La chiesa di San Pier Buonconsiglio aveva, come tutte le chiese del primo Medioevo, l'altare maggiore a oriente, ma per la sua particolare collocazione nel fitto tessuto edilizio non aveva né abside né facciata, ma un ingresso sul lato sinistro (guardando l'altare), che corrispondeva a via dei Ferrivecchi. L'accesso era rialzato su una piccola scalinata a doppia rampa e decorato da una lunetta in terracotta policroma invetraiata di Luca della Robbia (Madonna col Bambino tra due angeli), oggi nel salone Brunelleschi del palagio dei Capitani di Parte Guelfa. Sopra di questa si trovava uno stemma Da Sommaia, oggi nel lapidario del Museo di San Marco. Al tempo del Richa esisteva all'esterno anche uno stemma dei Malegonnelle, poi scomparso. La scalinata eorginale era stata a rampa unica, modificata poi nel Settecento secondo il gusto dell'epoca[2].
Nella muratura dietro l'altare maggiore vennero trovate al tempo delle demolizioni delle snelle finestre gotiche trilobate, accecate in una ristrutturazione dell'edificio, e due aperture a arco ribassato con le imposte di una tettoia, che davano accesso ai sotterranei, destinati ad essere affittati a botteghe. Nel codice Rustici (1450 circa) si vedono anche una finestra a oculo e una torre campanaria sul lato opposto all'ingresso[1].

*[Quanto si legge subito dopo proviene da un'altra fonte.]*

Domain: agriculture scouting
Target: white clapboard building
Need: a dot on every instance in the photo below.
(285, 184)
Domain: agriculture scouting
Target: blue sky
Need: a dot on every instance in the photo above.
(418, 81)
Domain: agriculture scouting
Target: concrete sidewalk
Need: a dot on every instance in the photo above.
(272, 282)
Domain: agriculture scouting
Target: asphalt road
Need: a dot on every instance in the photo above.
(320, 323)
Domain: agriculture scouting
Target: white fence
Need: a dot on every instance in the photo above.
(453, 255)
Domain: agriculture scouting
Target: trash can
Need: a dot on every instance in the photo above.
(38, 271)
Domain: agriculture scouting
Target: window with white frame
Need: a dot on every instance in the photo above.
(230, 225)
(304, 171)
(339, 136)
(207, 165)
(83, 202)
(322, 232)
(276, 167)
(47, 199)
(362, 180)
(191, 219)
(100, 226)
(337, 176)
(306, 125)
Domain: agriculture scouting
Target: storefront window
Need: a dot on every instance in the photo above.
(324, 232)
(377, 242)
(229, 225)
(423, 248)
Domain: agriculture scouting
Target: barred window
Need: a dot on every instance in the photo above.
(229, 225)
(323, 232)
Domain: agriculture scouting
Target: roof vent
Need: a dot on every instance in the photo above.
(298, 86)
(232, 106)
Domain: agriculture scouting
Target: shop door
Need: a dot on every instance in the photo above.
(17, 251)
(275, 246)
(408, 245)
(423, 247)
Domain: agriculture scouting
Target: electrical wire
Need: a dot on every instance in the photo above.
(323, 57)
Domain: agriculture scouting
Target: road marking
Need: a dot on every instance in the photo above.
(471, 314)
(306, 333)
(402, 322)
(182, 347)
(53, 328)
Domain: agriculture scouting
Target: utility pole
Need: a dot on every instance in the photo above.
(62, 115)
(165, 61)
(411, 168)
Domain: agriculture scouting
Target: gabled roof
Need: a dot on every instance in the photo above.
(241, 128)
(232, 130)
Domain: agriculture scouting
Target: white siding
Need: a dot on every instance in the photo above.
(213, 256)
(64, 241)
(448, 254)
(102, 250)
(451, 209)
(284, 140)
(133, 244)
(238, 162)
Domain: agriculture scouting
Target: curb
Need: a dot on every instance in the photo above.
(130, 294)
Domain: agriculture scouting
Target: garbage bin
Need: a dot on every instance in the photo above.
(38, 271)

L'interno era ad aula unica, con copertura originaria a capriate. L'altare maggiore aveva uno stemma già illeggibile al tempo del Rosselli e, sulla parete di fondo, uno stemma Cappelli con un'iscrizione sul restauro del tetto della chiesa a spese di Lorenzo Cappelli, che è stato poi raccolto tra i frammenti lapidei del cortile di palazzo Vecchietti. Sull'altare si trovava in origine una tavola bizantina, non meglio precisata, che tra il 1658 e il 1694 venne sostituita da un San Pietro che va al martirio dipinto dallo stesso rettore, Giovanni Caiesi. L'altare di destra era dedicato a san Filippo Neri (dal 1667) e quello di sinistra a San Paolo. Quest'ultimo era decorato da un'Immacolata Concezione con san Gioacchino e stucchi di Gaetano Romanelli[3]. Tutte queste opere d'arte risultano disperse e non rintracciabili[1].